Monday, Mar. 24, 1947
The Curse of Bigness
State universities in the U.S. welcome almost every native son who has a high-school diploma and a craving for higher education. That policy, together with the great G.I. boom, has loaded them up to the rafters. Last week President Robert Gordon Sproul, whose University of California teaches more students (50,109) than any other in the U.S., questioned whether "everybody come, everybody served" was such a good idea after all.
Said Sproul: "[The] function of the university . . . does not require . . . that every high-school graduate must be guaranteed a bachelor's degree. The chief handicap of American higher education . . . has been our too easy admission to university training of large numbers of students . . . not properly qualified by native ability, or previous training, or even social attitude. . . .
"The university should . . . lay more definite restrictions upon entering students. But it will never be able to do so until there are enough alternative institutions providing socially acceptable opportunities for those not qualified to do work on the university level. . . ."
The "G.I. boom" had other educators worried last week, but for a different reason: they were afraid it meant bankruptcy for their colleges.
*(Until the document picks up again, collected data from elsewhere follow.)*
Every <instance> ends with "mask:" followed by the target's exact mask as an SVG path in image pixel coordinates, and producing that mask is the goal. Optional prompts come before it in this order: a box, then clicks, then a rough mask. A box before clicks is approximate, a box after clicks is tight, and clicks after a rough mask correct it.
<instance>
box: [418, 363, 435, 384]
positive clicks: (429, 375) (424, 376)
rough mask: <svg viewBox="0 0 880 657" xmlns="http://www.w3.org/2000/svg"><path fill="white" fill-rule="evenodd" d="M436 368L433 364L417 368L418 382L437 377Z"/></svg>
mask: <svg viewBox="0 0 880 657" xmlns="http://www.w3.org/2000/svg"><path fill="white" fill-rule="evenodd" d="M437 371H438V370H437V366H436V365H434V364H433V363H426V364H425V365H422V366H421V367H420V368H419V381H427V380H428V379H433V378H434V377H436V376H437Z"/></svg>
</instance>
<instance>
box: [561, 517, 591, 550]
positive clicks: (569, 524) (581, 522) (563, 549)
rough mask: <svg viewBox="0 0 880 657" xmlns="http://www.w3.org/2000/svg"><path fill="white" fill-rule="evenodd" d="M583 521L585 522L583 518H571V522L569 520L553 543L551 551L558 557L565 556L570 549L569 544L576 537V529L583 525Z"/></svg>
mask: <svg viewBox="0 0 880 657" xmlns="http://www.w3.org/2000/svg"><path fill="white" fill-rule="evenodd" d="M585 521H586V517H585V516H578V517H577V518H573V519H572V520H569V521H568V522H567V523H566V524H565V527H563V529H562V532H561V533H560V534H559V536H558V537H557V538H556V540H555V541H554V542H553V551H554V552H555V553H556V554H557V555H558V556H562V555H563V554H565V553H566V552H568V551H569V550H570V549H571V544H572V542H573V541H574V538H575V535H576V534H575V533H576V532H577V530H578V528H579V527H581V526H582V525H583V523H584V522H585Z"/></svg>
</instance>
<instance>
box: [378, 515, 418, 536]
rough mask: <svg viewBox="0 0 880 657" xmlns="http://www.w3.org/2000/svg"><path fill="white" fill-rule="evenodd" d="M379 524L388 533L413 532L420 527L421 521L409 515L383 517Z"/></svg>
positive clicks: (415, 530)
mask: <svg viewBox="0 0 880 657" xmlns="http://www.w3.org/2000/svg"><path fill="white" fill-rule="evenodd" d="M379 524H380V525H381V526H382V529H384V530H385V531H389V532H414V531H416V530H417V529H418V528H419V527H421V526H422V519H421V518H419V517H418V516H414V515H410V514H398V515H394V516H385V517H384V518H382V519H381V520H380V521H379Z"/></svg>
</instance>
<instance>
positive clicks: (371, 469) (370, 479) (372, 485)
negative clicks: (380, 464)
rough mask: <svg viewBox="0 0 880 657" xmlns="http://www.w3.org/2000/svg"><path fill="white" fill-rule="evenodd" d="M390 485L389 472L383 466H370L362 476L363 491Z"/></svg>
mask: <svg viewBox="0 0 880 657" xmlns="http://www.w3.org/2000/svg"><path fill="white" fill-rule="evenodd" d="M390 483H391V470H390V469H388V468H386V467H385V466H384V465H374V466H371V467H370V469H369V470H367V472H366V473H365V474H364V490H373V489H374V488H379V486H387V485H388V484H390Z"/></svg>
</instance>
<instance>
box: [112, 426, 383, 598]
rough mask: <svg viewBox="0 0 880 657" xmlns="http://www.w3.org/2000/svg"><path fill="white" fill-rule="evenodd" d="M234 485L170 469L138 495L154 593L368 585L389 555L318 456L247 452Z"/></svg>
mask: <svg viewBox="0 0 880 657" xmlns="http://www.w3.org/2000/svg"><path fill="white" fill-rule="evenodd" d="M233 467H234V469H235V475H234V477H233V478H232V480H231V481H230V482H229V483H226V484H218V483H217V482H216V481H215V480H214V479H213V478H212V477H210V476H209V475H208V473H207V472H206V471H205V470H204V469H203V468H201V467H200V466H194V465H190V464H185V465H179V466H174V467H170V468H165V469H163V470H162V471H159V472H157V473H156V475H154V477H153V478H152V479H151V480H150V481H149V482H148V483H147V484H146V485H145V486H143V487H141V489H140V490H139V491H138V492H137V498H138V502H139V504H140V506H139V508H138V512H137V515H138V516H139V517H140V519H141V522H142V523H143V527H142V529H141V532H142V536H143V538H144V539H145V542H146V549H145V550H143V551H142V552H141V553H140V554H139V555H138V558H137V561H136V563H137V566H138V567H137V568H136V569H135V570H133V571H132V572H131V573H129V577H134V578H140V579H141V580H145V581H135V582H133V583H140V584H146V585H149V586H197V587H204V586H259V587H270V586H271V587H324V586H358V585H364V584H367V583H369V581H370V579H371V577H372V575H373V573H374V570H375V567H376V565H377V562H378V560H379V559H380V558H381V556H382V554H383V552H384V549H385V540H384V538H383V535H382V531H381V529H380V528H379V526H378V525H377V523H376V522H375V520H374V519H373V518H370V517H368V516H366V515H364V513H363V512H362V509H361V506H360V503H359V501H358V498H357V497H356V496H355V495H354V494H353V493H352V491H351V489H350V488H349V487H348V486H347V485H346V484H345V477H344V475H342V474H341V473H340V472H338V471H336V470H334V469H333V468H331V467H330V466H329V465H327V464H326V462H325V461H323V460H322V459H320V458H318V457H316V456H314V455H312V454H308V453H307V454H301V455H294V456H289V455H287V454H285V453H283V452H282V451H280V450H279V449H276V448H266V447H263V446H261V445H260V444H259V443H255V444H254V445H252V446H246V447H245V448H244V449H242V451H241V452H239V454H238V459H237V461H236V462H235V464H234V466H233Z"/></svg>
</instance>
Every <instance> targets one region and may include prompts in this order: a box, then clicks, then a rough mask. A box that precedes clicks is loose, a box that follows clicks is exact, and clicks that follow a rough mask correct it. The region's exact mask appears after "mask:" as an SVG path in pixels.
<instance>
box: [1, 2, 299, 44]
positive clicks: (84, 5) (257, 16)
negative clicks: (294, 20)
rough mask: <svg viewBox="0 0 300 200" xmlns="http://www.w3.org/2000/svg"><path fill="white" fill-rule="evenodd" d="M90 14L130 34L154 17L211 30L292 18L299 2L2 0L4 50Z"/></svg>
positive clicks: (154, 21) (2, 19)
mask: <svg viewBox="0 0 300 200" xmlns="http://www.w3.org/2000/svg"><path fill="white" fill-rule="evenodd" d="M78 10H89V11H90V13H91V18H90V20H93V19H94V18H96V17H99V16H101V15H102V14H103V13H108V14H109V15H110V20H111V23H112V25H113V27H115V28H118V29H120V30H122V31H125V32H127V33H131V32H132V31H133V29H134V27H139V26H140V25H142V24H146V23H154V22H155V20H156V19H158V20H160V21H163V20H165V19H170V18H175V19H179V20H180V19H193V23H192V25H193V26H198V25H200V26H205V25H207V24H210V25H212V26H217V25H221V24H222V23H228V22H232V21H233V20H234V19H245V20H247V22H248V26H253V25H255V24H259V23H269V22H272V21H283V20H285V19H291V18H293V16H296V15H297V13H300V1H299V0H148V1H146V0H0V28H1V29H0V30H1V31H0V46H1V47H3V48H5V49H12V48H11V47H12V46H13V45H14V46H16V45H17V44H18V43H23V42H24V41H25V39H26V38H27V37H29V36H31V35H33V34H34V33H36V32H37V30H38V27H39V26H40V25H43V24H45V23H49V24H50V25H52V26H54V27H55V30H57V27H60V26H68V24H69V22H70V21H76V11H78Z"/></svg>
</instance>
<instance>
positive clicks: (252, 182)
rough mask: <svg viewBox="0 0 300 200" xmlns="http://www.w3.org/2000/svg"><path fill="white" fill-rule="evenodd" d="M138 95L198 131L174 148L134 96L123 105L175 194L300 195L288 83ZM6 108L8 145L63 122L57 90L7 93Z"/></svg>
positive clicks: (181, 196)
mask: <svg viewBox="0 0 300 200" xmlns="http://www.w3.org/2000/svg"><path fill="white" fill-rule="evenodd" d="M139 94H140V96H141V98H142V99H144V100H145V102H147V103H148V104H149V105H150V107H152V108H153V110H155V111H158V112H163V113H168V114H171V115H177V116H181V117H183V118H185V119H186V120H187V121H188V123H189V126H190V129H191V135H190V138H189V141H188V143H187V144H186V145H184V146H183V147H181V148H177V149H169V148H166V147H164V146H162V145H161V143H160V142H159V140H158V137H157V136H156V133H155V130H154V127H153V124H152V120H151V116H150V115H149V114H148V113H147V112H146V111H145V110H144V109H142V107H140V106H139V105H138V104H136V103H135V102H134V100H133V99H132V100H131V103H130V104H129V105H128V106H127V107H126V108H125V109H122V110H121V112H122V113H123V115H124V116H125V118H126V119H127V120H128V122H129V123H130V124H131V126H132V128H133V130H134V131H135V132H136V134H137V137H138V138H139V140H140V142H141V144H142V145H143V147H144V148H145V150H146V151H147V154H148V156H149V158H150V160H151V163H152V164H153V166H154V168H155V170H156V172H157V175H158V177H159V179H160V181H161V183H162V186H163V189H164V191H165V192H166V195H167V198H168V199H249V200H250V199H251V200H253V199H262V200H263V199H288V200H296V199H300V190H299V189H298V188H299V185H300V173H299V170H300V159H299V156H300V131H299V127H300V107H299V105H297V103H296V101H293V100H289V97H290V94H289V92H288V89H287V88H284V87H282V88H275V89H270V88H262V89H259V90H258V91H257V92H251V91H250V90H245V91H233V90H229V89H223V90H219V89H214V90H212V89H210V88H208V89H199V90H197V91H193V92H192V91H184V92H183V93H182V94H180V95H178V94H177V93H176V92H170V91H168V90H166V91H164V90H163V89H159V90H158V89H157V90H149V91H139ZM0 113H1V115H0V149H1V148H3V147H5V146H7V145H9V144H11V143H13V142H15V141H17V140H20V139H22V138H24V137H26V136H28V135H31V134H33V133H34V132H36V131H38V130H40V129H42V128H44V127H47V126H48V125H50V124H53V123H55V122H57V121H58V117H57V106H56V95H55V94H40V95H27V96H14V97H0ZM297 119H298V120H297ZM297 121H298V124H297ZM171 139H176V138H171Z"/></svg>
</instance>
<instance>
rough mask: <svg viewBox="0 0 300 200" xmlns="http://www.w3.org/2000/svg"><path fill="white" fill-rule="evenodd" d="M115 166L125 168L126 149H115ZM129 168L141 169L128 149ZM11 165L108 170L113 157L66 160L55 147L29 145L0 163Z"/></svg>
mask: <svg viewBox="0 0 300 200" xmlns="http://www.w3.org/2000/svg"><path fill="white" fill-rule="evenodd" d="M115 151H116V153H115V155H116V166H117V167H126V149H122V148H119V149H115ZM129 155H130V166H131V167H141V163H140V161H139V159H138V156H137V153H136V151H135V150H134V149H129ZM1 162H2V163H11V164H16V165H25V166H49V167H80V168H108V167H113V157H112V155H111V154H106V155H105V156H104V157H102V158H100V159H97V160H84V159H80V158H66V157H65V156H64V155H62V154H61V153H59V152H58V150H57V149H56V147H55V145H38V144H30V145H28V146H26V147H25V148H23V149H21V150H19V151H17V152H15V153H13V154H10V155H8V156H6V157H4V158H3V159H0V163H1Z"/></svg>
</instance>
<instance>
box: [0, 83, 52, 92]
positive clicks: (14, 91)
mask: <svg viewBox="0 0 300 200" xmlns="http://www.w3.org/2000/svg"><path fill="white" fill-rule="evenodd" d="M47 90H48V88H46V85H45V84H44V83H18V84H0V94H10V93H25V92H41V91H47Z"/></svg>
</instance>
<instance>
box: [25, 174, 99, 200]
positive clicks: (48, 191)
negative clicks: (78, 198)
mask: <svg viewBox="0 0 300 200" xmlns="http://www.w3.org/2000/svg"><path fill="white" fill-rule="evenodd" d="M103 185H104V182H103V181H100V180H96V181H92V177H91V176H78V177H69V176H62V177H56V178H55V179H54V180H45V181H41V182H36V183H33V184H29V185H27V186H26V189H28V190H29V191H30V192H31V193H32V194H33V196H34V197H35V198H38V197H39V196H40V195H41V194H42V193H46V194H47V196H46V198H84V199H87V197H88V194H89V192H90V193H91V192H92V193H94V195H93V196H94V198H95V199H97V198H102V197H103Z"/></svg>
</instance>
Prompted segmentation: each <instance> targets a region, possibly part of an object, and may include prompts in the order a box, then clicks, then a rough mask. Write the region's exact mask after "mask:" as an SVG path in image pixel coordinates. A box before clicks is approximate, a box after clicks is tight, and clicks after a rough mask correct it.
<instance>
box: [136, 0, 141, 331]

In School and Society, Colgate's P.R.O., W. Emerson Reck, reported the odd plight of U.S. colleges which are going into the red because they have too many customers.
Explained Reck: since tuition fees cover only half the cost of a student's education, every extra student means that the colleges must dig deeper into their endowment income to make up the difference. With expenses soaring and the interest rate slumping, the difference is getting wider & wider.
Many hard-pressed colleges have raised their tuitions, and more will soon follow suit. But if tuitions get much higher, Reck warns, middle-class Americans will not be able to meet them. Possible ways out for the colleges: more generous gifts from old grads; federal subsidies with no strings attached.